Âgé de 37 ans, Anthony Collin était au Québec depuis novembre 2023 et il travaillait chez AM Installations, qui avait commencé un chantier quatre jours auparavant afin de construire un superdôme sur un terrain des Habitations Richard Hébert, devant l’usine Rio Tinto Fer et Titane. S’il ne sait pas exactement ce qui s’est produit, son frère Arnaud se questionne sur les méthodes employées sur le chantier après la lecture de l’article publié dans Les 2 Rives du 10 juin.
Rappelons que dans cet article, le représentant syndical Sylvain Boivin avait été appelé à se rendre sur les lieux puisque la méthode de montage utilisée soulevait de nombreuses questions quant au respect des normes de sécurité. On parle notamment d’une nacelle, supposée lever des personnes, qui supportait une armature d’acier. M. Boivin remettait aussi en doute la solidité du béton sur lequel des ancrages ont été fixés pour tirer la structure, ou bien le fait d’utiliser une corde de nylon pour stabiliser la structure plutôt qu’un câble d’acier.
« C’est un accident qui aurait pu et qui aurait dû être évité, j’en suis certain », s’exclame Arnaud, en entrevue.

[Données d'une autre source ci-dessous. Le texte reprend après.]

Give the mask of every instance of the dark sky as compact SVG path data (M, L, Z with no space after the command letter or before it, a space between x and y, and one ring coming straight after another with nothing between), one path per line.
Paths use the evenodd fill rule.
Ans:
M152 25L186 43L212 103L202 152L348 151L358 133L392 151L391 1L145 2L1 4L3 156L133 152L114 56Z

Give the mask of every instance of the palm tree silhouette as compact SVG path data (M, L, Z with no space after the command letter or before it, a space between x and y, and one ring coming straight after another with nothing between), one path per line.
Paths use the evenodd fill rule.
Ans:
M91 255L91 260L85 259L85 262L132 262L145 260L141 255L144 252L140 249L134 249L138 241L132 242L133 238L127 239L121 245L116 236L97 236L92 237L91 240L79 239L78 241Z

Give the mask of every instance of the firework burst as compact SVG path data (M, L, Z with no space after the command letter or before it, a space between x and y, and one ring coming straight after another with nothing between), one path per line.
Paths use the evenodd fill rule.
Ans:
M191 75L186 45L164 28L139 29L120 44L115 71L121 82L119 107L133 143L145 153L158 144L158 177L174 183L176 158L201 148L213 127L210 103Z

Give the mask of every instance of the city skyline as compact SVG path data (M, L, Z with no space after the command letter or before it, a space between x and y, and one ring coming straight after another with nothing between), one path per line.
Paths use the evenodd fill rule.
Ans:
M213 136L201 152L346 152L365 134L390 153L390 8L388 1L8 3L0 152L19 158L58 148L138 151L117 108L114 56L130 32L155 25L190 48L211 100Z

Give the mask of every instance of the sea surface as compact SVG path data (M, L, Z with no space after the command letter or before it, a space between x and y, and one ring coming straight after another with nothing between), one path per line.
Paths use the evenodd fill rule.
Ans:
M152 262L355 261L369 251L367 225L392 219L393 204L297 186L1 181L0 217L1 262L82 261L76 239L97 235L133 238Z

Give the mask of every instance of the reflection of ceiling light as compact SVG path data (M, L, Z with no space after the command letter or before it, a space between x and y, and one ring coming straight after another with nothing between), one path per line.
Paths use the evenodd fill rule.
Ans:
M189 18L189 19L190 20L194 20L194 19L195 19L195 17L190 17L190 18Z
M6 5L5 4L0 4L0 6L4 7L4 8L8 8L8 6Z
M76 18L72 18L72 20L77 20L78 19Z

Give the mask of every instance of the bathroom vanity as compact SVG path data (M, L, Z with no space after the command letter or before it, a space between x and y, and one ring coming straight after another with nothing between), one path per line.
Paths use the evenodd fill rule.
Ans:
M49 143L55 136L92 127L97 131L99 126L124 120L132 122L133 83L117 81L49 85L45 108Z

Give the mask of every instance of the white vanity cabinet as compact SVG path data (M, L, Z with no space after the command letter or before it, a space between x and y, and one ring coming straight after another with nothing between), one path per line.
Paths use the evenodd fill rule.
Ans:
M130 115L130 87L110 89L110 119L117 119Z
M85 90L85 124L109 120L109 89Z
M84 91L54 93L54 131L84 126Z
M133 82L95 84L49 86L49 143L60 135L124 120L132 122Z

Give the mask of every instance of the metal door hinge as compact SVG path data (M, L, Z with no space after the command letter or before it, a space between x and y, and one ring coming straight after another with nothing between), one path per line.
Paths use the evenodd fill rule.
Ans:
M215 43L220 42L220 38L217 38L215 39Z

« On nous a volé mon frère. Il était parti pour vivre une certaine expérience. On n’est pas censé mourir au travail. S’il y avait autant de lacunes sur le chantier, ce n’est pas normal », ajoute-t-il.
Ce dernier ne compte pas en rester là. La famille n’écarte pas entreprendre des démarches judiciaires lorsque l’enquête de la CNESST sera complétée. « S’il y a effectivement eu des lacunes, on va défendre sa mémoire. Il est hors de question qu’il soit mort pour rien. Anthony aurait pu être celui qui a fait une erreur, mais là, ça ne semble pas être le cas. Si ce sont des négligences qui ont entraîné sa mort, quelqu’un doit payer pour ça », insiste Arnaud Collin.
Rencontrée à son domicile, la copine d’Anthony, qui préfère qu’on taise son nom, abonde dans le même sens. « Est-ce que ce sera une poursuite? Une mise en demeure? Je ne sais pas encore, mais on veut explorer toutes nos avenues. Une chose est sûre, c’est qu’Anthony était très prudent. Il prenait toutes les précautions nécessaires sur un chantier », mentionne-t-elle.
La prochaine étape pour la famille est de rapatrier le corps, ce qui devait être fait au cours de la dernière fin de semaine, donc près d’un mois après sa mort. Arnaud, sa femme, sa fille (qui était la feuille d’Anthony), ses deux sœurs et sa mère l’accompagneront au Canada pour ramener la dépouille en France.
D’ailleurs, Arnaud déplore la façon dont les choses se sont passées après la mort de son frère. « C’est [sa conjointe] qui m’a appris le décès et non la police. L’employeur [Pierre-Luc Morin d’AM Installations] m’a appelé seulement parce que j’ai insisté pour lui parler. S’il n’avait pas rencontré [sa conjointe] là-bas, je ne sais même si on l’aurait su », peste-t-il.
« Un tonton en or »
Arnaud Collin était très proche de son frère, au point où il lui parlait par Messenger vidéo aux deux ou trois jours. « Il était très important dans ma vie. C’était la moitié de moi. On nous appelait les faux jumeaux », raconte-t-il en prenant des pauses entre chaque phrase.
Père de quatre enfants, Arnaud Collin affirme que son frère Anthony était l’oncle parfait. « C’était un tonton en or. Il était toujours là pour s’occuper de tout le monde. Il ne pouvait pas toujours venir nous voir en France parce que c’est cher, mais il nous faisait des virements pour qu’on achète des cadeaux aux enfants et il y avait une feuille d’érable sur les cadeaux d’Anthony. On disait aux enfants que ça venait du père Noël du Canada », se remémore-t-il.
« Il était attentionné avec tout le monde, avec moi aussi. Il me faisait sentir bien », renchérit la conjointe d’Anthony.
Anthony devait se rendre en France en juillet pour les 40 ans de son frère. « Toute la famille proche et éloignée devait être ensemble. On va faire ces quatre jours de vacances tous ensemble, mais sans lui. Ce ne sera pas pareil. Ce ne sera plus jamais pareil », conclut Arnaud Collin avec émotion.
Le propriétaire d’AM Installations, Pierre-Luc Morin, n’a pas retourné notre appel. Dans l’édition du 10 juin dernier, en entrevue, il soulignait ne pas avoir eu vent de quelconque manœuvre non conforme sur le chantier et que c’était « incompréhensible ce qui est arrivé ».